5 sinais de que os EUA não estão conseguindo superar a crise estrutural capitalista

11/04/2015 - Copyleft

Carta Maior

As especulações com o petróleo, as pressões econômicas sobre a Rússia e a influência geopolítica sobre o Oriente Médio: nada disso tem surtido mais efeito







Antônio Gelis Filho
The White House / Flickr




















As últimas semanas trouxeram notícias surpreendentes, mesmo para aqueles acostumados a analisar os eventos geopolíticos. 

É muito difícil fugir da conclusão de que atingimos uma etapa crítica na transição entre o sistema-mundo capitalista que conhecemos e algo que ainda está por vir.

 Parece ter expirado o prazo de validade do modelo adotado pelos países ricos para lidar com a crise estrutural que se tornou mais visível a partir de 2008, modelo esse que inclui a criação de dinheiro sem qualquer lastro em riquezas reais, a negação maciça da existência de qualquer problema maior pela mainstream media e a repressão policial crescente como única “política social” para lidar com a crescente pobreza nessas sociedades outrora tão afluentes. 

Vários são os sinais de que atingimos o “fim do começo” da transição.  



1. Desespero norte-americano em Lausanne?


Um “acordo para firmar um acordo” foi assinado em Lausanne, Suíça, entre o governo do Irã e o grupo de potências conhecido por P5 1: China, EUA, França, Rússia, Reino Unido e Alemanha. 

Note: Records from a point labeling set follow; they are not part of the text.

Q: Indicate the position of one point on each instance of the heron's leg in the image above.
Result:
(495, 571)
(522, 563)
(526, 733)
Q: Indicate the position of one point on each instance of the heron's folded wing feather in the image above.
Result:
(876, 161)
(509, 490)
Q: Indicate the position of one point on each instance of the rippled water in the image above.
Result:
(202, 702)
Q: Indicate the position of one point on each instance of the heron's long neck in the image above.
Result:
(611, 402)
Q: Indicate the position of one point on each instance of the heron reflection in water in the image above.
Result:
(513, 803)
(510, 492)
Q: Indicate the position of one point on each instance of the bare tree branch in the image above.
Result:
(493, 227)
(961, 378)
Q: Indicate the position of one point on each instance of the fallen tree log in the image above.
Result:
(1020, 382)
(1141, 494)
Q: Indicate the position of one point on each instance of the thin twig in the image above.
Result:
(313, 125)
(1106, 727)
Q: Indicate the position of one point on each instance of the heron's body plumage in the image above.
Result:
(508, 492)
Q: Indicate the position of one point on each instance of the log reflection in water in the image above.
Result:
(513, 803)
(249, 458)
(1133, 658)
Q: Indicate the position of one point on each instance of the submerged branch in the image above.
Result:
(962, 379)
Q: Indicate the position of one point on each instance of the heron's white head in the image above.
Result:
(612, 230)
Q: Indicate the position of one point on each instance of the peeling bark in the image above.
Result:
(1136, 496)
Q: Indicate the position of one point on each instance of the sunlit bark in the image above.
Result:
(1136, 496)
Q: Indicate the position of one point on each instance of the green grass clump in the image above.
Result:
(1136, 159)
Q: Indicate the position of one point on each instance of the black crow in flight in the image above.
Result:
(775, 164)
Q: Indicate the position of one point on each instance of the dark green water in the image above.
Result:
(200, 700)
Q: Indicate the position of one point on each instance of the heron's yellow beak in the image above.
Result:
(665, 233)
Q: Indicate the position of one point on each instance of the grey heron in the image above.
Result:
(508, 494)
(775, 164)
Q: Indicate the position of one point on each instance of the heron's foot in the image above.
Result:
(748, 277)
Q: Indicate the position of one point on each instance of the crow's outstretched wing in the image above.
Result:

Na realidade, as dificuldades nas discussões sempre foram entre EUA e Irã. Este último deseja prosseguir com seu programa nuclear que alega ter finalidades pacíficas. Os EUA há tempos consideram o Irã um dos integrantes do dito “eixo do mal” e exige o fim das atividades nucleares que considera suspeitas.

 A surpresa vem da análise minuciosa do texto assinado: compreende-se porque o governo de Teerã o celebra como uma vitória. 

Após anos exigindo e comandando sanções contra o Irã, negando-lhe o benefício de qualquer dúvida, Washington assinou um texto que essencialmente baseia-se em apenas postergar o momento no qual Teerã poderá desenvolver sua bomba se assim o desejar. 

Não surpreendentemente, o governo de Israel, os republicanos norte-americanos e mesmo alguns democratas já anunciaram sua oposição ao texto e sua recusa em aceitar a assinatura do texto definitivo em três meses. Por que Washington cedeu tanto em Lausanne? 

Os críticos de Obama argumentam que o presidente teria colocado seu desejo de alcançar um importante resultado diplomático, um “legado” qualquer, acima dos interesses nacionais. Pouco provável. 

Mais razoável é supor que o governo norte-americano já não tem condições de impor seus interesses no Oriente Médio e busca desesperadamente a aparência de uma vitória diplomática. 

Chega a ser impressionante que o governo norte-americano tenha assinado um documento, ainda que não definitivo, no qual aparentemente o Irã não terá a obrigação de franquear suas instalações militares aos inspetores internacionais e que cala sobre o reconhecimento de Israel. 

Tudo isso enquanto EUA apoiam o ataque saudita a grupos iemenitas que por sua vez são apoiados por Teerã. 

É difícil não perceber nesse acordo uma espécie de fadiga dos Estados Unidos em relação à disputa geopolítica no Oriente Médio.



2. A queda da demanda mundial e o estouro da “bolha do xisto”


Vendido como uma solução “mágica” para o problema de oferta mundial de petróleo, ainda que altamente poluente, o petróleo extraído de depósitos de xisto (“tight oil”) revela-se como mais uma bolha insuflada pela indústria financeira. 

As denúncias já vinham sendo feitas há tempos, mesmo em publicações de negócios como Forbes (vide o texto “Why shale oil boosters are charlatans in disguise”, publicado em janeiro de 2014). 

Com a queda mundial da demanda econômica, que pode ser vista, por exemplo, em um preço muito baixo para o frete marítimo, o preço do petróleo também caiu.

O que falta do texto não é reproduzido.